Windrose Technology, a Hong Kong-based manufacturer of electric long-haul trucks, closed a $100M growth equity round backed by China Mobile Chain Builder Fund, the Commercial Bank of China, China Construction Bank, and Agricultural Bank of China. Four state-owned financial institutions, all backing a single electric trucking company. The signal is hard to miss: China’s state apparatus views electrification of heavy transport as a strategic priority and is deploying capital accordingly.
Japan offered its own version of the trend. MiRESSO, a developer of beryllium materials critical to both nuclear fusion and fission applications, raised $26.6M in a Series A with a syndicate that reads like a who’s who of Japanese corporate and institutional capital: Spiral Capital, SBI Investment, ITOCHU Technology Ventures, NTT Docomo Ventures, Mitsubishi UFJ Capital, and Mitsui & Co. In Japan, it is common for government bodies to back investment funds and be minority shareholders in conglomerates. Beyond that, the concentration of major industrial conglomerates around a fusion materials company is notable, especially at a moment where Japanese innovators in fusion continue fast progression and milestone success. Make sure to catch MiRESSO speaking at the ‘Nuclear in the Future Energy Mix’ panel at Cleantech Forum Asia, coming up next month.

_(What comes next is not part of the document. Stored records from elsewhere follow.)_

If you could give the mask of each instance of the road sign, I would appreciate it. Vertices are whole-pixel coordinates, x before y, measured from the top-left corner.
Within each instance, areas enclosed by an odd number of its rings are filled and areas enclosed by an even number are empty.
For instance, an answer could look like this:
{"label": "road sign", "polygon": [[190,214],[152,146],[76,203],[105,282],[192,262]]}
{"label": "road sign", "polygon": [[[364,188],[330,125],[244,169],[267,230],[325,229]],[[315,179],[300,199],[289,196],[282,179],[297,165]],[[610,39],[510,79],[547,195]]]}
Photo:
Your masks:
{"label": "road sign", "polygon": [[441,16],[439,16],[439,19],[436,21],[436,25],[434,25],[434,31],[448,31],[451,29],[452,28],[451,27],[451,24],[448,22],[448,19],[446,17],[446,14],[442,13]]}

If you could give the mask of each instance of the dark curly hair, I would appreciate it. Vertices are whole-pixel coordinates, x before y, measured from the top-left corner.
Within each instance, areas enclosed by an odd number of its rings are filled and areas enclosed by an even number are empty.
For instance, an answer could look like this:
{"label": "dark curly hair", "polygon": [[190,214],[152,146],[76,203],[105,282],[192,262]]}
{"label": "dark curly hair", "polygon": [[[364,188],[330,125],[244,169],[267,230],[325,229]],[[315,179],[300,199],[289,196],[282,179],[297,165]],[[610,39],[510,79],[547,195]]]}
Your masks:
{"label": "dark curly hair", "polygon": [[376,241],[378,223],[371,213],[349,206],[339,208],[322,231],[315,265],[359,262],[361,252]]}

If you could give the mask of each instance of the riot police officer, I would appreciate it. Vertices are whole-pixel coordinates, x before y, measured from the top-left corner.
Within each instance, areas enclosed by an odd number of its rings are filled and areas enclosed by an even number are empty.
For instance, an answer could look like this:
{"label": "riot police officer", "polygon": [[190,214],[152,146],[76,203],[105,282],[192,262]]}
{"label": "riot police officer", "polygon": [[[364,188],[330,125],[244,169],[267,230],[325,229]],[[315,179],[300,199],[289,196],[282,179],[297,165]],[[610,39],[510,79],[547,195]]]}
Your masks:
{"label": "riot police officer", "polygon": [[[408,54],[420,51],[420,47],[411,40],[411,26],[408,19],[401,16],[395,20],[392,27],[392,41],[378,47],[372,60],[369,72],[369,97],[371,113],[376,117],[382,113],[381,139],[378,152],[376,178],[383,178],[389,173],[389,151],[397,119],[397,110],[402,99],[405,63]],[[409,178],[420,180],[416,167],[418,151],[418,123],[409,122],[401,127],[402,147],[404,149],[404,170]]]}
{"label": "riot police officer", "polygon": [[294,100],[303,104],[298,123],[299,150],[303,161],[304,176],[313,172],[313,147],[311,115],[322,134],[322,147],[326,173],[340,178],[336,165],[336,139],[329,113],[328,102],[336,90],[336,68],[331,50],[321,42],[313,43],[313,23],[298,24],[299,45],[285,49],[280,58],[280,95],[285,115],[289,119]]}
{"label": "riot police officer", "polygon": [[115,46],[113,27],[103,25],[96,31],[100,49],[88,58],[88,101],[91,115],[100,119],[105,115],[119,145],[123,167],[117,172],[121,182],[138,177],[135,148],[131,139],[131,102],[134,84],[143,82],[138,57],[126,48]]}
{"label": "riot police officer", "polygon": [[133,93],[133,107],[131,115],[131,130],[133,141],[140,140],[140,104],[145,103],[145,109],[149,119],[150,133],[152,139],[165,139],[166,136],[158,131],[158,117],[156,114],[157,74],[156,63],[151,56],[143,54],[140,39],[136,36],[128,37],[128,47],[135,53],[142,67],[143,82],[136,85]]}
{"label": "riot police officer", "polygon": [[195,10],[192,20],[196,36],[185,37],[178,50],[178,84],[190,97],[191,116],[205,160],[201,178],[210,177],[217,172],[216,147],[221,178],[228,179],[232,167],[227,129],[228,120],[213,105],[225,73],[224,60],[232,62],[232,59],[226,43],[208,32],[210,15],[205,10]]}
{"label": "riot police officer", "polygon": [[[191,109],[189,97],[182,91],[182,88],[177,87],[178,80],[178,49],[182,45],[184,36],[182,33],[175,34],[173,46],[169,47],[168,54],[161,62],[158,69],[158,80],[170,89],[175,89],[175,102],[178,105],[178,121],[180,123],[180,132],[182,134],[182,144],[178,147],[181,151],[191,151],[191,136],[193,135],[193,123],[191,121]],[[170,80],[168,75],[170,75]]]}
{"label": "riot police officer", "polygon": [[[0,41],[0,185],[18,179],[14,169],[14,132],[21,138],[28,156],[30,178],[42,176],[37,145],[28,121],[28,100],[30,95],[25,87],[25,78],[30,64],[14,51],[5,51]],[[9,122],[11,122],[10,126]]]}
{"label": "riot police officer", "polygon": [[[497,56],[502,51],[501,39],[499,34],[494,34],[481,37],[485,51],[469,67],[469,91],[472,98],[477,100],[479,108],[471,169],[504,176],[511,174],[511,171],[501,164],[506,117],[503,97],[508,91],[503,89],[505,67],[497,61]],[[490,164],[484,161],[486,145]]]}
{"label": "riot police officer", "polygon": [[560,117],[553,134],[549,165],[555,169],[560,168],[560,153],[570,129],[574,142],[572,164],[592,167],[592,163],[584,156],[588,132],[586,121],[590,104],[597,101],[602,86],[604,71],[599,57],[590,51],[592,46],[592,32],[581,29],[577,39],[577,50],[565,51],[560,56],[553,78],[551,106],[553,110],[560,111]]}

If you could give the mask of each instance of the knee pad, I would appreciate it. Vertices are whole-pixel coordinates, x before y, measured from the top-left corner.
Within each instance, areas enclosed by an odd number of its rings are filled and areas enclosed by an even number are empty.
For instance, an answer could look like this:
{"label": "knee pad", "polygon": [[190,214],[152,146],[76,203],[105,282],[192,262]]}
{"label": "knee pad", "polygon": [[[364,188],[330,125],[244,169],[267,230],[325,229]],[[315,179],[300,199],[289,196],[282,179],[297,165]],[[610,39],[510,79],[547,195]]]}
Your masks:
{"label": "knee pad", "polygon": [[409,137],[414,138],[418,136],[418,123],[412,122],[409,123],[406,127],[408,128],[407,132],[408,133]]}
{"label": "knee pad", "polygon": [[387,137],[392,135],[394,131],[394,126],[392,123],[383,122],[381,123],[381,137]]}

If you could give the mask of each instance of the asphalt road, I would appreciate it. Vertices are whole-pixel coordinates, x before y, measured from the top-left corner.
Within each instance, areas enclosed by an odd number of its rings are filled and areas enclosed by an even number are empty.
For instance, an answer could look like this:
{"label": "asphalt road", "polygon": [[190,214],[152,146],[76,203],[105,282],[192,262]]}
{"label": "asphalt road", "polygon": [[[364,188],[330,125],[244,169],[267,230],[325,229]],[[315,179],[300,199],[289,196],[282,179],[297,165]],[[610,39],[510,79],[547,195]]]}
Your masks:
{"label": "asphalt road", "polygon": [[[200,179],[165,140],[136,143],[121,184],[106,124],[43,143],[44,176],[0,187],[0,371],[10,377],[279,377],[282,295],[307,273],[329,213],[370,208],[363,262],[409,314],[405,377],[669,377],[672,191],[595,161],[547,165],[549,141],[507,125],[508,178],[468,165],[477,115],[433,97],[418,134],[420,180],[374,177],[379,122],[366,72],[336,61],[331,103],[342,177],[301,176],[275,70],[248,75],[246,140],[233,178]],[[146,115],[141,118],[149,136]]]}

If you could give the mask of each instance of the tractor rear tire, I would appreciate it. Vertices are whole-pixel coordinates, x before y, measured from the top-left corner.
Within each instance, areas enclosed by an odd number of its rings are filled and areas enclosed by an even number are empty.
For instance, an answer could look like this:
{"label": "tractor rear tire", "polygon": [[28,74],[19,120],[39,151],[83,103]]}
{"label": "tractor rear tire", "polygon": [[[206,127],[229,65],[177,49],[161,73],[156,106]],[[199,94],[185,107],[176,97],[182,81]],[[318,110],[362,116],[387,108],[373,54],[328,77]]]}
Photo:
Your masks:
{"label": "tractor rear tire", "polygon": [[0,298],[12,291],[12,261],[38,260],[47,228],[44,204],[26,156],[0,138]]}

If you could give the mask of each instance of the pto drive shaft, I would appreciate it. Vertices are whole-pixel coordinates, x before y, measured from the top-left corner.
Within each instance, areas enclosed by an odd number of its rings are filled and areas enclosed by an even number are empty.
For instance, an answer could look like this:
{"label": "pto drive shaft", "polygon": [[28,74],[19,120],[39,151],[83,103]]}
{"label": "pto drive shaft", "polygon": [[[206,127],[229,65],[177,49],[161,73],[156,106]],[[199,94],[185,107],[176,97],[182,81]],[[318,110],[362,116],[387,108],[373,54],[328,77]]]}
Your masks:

The broader point is this: while policy debates in North America and Europe have introduced uncertainty regarding subsidies, tax credits, and regulatory frameworks, governments in APAC are moving in the opposite direction. They are deploying capital directly, through sovereign funds, state banks, national reconstruction vehicles, and coordinated corporate-government syndicates. For cleantech innovators, that creates a fundamentally different investment environment, one where state conviction acts as both a funding source and a demand signal.